Et bien oui, nos Goonies, eux, ils jurent ! Le « Oh merde ça pue l’gymnase » de choco reste une de nos répliques de films préférée. Cette époque bénie où Marty Mc Fly disait à son futur père « Mais oui Georges, jure putain ! », et où on ne prenait pas les enfants pour des demeurés. Voir un petit gros faire le bouffi bouffon ne risquait pas alors d’être impolitiquement correct, et son « Oh merde les mecs, vous faites chier ! » et tout aussi impensable aujourd’hui dans les productions pour enfants.

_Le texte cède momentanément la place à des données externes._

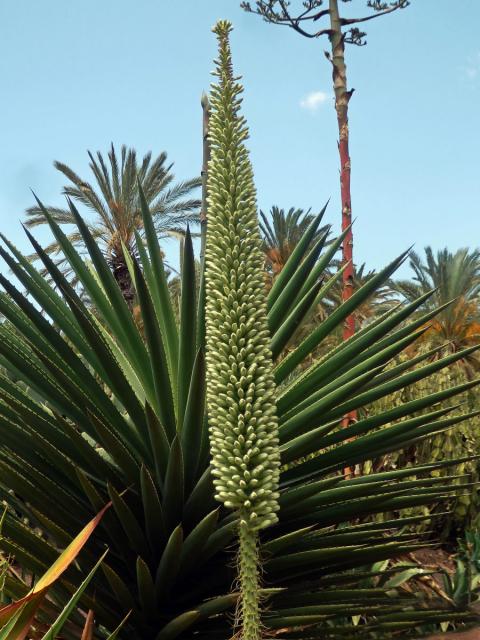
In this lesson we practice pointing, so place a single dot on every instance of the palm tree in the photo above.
(114, 199)
(456, 279)
(282, 233)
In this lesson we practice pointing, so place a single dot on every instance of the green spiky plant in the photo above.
(240, 383)
(91, 409)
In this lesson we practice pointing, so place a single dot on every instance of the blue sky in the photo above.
(77, 75)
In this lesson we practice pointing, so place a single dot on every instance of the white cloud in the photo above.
(314, 100)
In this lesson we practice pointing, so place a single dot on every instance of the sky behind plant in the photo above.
(77, 75)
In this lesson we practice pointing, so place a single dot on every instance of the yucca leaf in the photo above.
(159, 291)
(288, 327)
(57, 626)
(159, 444)
(295, 259)
(192, 432)
(196, 540)
(173, 490)
(187, 328)
(129, 523)
(169, 565)
(288, 295)
(178, 625)
(163, 392)
(152, 508)
(146, 589)
(288, 364)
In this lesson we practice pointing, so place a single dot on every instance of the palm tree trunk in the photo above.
(342, 98)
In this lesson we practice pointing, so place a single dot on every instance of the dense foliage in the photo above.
(94, 408)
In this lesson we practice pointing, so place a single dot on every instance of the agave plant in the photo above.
(92, 410)
(25, 617)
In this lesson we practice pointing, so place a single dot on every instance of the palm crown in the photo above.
(115, 201)
(456, 279)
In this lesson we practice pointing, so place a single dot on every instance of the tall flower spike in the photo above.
(240, 386)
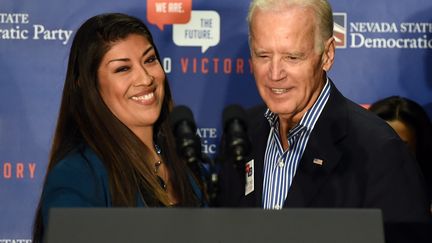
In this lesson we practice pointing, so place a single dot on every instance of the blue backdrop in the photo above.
(384, 48)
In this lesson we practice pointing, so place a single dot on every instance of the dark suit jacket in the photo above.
(365, 165)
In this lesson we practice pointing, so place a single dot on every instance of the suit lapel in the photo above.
(258, 131)
(321, 155)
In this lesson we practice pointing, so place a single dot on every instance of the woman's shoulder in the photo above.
(81, 160)
(80, 174)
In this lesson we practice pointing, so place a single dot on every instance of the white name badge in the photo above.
(249, 175)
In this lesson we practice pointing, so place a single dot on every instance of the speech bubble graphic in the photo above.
(203, 30)
(162, 12)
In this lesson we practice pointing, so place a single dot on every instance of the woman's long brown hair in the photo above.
(85, 119)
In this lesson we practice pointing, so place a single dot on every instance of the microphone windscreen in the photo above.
(233, 112)
(180, 113)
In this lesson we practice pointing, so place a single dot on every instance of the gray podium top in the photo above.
(214, 225)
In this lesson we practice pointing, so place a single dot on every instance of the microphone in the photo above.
(184, 129)
(237, 144)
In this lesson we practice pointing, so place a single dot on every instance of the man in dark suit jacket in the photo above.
(314, 147)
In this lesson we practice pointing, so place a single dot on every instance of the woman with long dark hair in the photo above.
(113, 145)
(412, 124)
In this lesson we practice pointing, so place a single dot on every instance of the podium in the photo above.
(214, 225)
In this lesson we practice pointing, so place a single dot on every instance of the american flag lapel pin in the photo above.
(318, 161)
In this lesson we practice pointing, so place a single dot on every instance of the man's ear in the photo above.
(328, 54)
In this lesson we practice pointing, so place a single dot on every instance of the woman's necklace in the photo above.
(157, 164)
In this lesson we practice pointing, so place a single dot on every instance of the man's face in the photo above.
(287, 68)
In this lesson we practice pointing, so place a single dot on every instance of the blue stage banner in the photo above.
(383, 48)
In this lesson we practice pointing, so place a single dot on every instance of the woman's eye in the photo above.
(151, 59)
(121, 69)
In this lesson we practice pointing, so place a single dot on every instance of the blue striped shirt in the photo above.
(279, 165)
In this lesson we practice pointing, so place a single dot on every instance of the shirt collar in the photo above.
(308, 120)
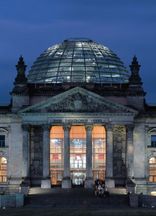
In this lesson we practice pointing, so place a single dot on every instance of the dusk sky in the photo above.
(28, 27)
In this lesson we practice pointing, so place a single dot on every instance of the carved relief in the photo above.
(79, 102)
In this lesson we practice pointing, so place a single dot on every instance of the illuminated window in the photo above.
(153, 140)
(99, 152)
(78, 154)
(56, 154)
(3, 169)
(2, 140)
(152, 169)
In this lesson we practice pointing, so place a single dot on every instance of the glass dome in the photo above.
(78, 61)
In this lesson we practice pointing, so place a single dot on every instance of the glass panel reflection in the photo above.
(56, 154)
(99, 152)
(152, 169)
(3, 169)
(78, 154)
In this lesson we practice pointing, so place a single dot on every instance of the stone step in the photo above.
(119, 190)
(75, 197)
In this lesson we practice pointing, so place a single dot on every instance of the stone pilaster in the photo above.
(66, 182)
(26, 154)
(109, 157)
(130, 151)
(89, 172)
(45, 183)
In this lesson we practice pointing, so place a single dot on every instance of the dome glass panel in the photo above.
(78, 61)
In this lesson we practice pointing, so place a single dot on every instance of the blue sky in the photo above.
(28, 27)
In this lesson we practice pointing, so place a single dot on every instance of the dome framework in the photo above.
(78, 61)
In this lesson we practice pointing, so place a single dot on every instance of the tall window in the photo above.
(78, 154)
(2, 141)
(153, 140)
(99, 152)
(3, 169)
(56, 154)
(152, 169)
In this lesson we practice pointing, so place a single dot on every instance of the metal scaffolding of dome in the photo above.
(78, 60)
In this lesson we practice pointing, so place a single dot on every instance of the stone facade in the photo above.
(121, 109)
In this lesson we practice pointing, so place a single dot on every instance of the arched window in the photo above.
(56, 154)
(99, 152)
(78, 154)
(3, 169)
(152, 169)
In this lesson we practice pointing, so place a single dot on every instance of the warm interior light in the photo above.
(153, 193)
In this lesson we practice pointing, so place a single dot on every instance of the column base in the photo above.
(66, 182)
(89, 183)
(109, 183)
(45, 183)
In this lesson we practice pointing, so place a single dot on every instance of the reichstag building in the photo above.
(78, 115)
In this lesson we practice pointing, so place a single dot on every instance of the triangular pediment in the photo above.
(78, 100)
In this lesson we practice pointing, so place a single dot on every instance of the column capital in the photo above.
(67, 127)
(109, 127)
(25, 127)
(89, 127)
(130, 127)
(46, 126)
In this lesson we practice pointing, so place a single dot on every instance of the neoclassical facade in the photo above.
(77, 116)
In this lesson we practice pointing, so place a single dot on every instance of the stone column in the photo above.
(45, 183)
(26, 155)
(89, 172)
(109, 181)
(66, 182)
(130, 152)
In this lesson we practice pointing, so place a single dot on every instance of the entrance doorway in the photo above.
(78, 155)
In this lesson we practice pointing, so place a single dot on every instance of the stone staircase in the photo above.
(73, 198)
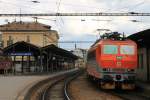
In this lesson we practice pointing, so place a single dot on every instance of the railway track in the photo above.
(52, 89)
(137, 94)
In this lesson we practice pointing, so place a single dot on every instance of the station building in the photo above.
(32, 32)
(143, 41)
(28, 57)
(32, 46)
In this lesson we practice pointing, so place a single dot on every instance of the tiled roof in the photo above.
(25, 26)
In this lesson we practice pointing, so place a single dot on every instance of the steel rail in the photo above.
(73, 14)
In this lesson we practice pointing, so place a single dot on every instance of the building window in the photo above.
(140, 61)
(28, 38)
(10, 41)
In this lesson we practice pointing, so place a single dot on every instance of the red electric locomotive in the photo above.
(112, 63)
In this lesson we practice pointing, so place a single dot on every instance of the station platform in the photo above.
(15, 87)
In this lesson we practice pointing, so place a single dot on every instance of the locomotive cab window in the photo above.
(110, 49)
(127, 49)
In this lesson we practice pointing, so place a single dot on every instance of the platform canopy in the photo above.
(59, 51)
(141, 38)
(22, 49)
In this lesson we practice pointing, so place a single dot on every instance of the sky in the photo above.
(81, 28)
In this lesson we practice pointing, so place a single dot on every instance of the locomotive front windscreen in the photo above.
(127, 49)
(110, 49)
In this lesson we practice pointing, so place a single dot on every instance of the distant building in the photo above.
(31, 32)
(142, 40)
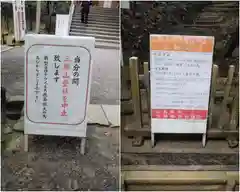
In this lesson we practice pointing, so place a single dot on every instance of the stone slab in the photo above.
(113, 114)
(96, 115)
(19, 126)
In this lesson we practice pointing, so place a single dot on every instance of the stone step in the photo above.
(116, 38)
(222, 9)
(83, 26)
(88, 31)
(90, 21)
(116, 14)
(103, 45)
(100, 40)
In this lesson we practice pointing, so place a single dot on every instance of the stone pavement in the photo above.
(105, 75)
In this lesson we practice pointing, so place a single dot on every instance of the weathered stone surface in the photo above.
(188, 18)
(19, 126)
(7, 129)
(14, 142)
(16, 98)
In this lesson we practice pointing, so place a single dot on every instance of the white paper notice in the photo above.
(180, 82)
(57, 84)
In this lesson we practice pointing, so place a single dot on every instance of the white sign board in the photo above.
(62, 22)
(57, 84)
(180, 82)
(19, 19)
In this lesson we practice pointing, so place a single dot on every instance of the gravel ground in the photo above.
(55, 163)
(105, 75)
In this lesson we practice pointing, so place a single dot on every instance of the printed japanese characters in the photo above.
(58, 72)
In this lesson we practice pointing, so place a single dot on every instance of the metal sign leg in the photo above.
(83, 143)
(153, 139)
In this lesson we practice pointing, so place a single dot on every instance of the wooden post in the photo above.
(212, 94)
(234, 112)
(146, 74)
(136, 100)
(38, 16)
(226, 94)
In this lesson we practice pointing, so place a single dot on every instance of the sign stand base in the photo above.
(83, 144)
(204, 136)
(82, 149)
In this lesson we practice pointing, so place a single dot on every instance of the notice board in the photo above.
(180, 75)
(57, 84)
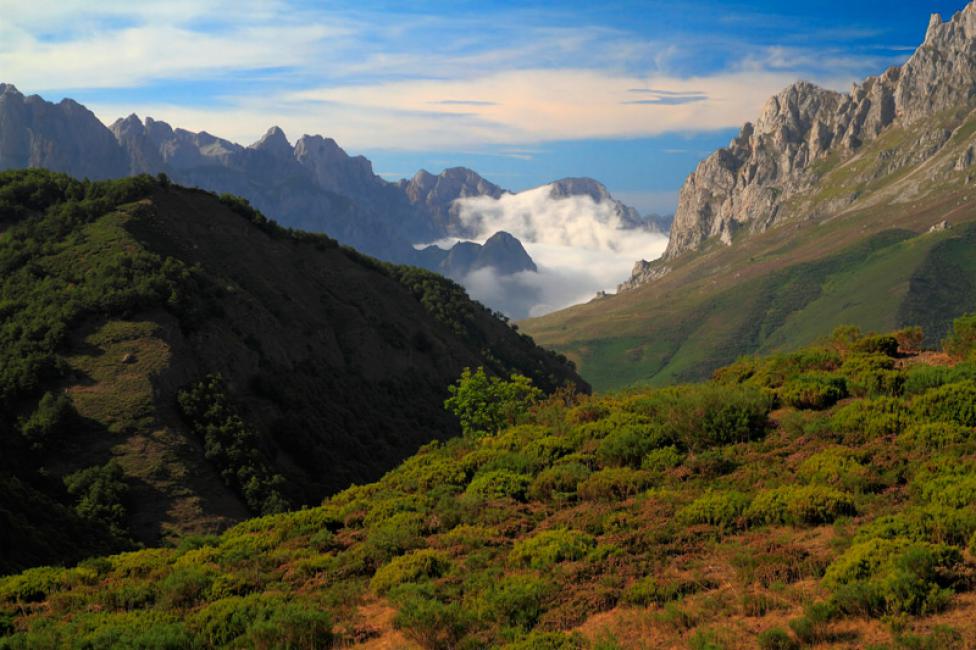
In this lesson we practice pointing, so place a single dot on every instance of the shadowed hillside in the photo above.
(174, 362)
(822, 498)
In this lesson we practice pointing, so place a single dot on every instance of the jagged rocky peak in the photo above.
(275, 143)
(64, 137)
(506, 253)
(332, 167)
(450, 185)
(567, 187)
(745, 185)
(127, 126)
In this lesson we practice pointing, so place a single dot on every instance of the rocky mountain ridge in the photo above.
(771, 171)
(502, 252)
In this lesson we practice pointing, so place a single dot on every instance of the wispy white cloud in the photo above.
(406, 81)
(580, 246)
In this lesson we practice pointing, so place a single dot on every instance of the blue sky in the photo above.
(632, 93)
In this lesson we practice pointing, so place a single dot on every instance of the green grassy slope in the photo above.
(855, 249)
(816, 499)
(171, 363)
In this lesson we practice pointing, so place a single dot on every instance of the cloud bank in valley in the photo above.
(580, 246)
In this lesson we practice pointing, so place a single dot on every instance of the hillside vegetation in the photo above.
(872, 262)
(174, 362)
(818, 498)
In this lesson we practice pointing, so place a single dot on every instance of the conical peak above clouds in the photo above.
(274, 142)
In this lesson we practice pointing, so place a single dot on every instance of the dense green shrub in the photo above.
(808, 504)
(412, 567)
(518, 600)
(231, 445)
(885, 344)
(777, 639)
(950, 403)
(31, 586)
(870, 418)
(485, 404)
(499, 484)
(185, 587)
(951, 485)
(896, 576)
(872, 375)
(559, 483)
(775, 370)
(426, 471)
(428, 621)
(292, 625)
(628, 445)
(614, 483)
(661, 460)
(657, 591)
(724, 509)
(934, 523)
(546, 450)
(815, 392)
(548, 641)
(52, 420)
(397, 534)
(706, 415)
(961, 341)
(838, 467)
(100, 494)
(921, 378)
(551, 547)
(261, 620)
(936, 436)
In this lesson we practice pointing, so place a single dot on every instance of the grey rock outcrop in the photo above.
(569, 187)
(438, 195)
(745, 186)
(501, 252)
(65, 136)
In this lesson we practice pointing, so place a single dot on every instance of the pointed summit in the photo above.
(275, 143)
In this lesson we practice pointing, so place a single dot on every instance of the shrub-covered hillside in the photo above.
(173, 362)
(820, 498)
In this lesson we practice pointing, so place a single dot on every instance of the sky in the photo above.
(633, 93)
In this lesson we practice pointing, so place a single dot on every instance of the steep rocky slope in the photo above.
(185, 351)
(770, 171)
(834, 209)
(501, 252)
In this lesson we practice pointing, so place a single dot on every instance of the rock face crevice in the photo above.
(746, 185)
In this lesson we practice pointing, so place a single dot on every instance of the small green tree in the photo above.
(484, 404)
(961, 342)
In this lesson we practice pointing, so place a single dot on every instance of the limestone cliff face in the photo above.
(65, 136)
(438, 195)
(745, 186)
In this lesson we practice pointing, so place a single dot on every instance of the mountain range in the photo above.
(831, 208)
(194, 363)
(313, 185)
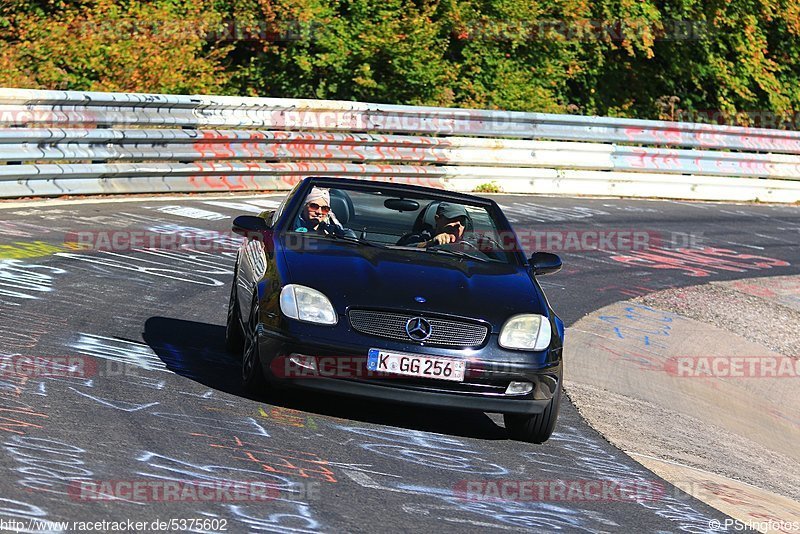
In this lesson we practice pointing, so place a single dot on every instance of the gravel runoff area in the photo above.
(766, 311)
(761, 309)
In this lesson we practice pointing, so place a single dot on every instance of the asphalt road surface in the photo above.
(155, 398)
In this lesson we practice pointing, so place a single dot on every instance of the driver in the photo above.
(451, 221)
(316, 215)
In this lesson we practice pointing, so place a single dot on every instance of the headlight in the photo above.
(306, 304)
(528, 332)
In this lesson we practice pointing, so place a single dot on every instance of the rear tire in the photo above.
(535, 428)
(234, 336)
(253, 379)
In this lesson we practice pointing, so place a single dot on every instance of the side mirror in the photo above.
(545, 263)
(250, 226)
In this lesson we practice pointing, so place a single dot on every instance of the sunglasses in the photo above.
(316, 207)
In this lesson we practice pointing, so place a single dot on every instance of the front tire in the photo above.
(234, 336)
(252, 374)
(535, 428)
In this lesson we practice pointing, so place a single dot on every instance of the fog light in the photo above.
(306, 362)
(519, 388)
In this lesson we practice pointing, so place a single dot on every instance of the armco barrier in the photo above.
(57, 143)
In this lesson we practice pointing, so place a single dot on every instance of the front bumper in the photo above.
(483, 388)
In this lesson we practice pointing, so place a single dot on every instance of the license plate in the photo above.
(416, 365)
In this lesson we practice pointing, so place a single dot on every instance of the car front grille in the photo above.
(444, 332)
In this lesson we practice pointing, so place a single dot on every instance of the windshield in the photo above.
(413, 222)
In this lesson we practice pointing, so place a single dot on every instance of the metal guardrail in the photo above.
(55, 143)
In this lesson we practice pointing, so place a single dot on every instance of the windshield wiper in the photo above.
(455, 253)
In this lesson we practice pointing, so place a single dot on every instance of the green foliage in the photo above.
(489, 187)
(668, 59)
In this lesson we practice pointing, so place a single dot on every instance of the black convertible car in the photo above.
(401, 293)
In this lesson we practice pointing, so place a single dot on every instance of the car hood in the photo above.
(359, 276)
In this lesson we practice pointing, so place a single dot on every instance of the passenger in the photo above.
(451, 220)
(316, 215)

Ah, le bouffi bouffon…Qu’est ce que ça peut nous faire rire ça !

Encore mieux, ce génial film d’aventure n’est pas seulement décomplexé du gros mots , il va aussi explorer les terres de l’horreur avec sa créature mystérieuse et enchainée dans un sous sol : le culte bébé tombé du berceau Sinoque. Si terrifiant mais si fascinant pour n’importe quel gosse, et au final tellement gentil.

Peur enfantine, fascination malgré tout

De l’aventure à la comédie en passant par des frissons et du langage chartier, Les Goonies est LE film d’aventure pour enfants par excellence. Pour des gamins qui se rêvait jusque là en Indiana Jones, ce film fut le cadeau de papa Spielberg qui leur dit « Indy les enfants, c’est vous maintenant ! ». Plus de reliques religieuses mais un trésor de Pirate, et toute une bande de copains géniaux à la clé. Quand j’étais petit, j’étais un Goonie … et vous savez quoi ? Je le redeviens chaque fois que je me remet devant. « Goonies never say die » et ce film ne mourra jamais, parce qu’il est la recette de la jeunesse éternelle. Notre graal de gamin.

Les Goonies un film de Richard Donner avec Avec Sean Astin, Josh Brolin, Jeff Cohen.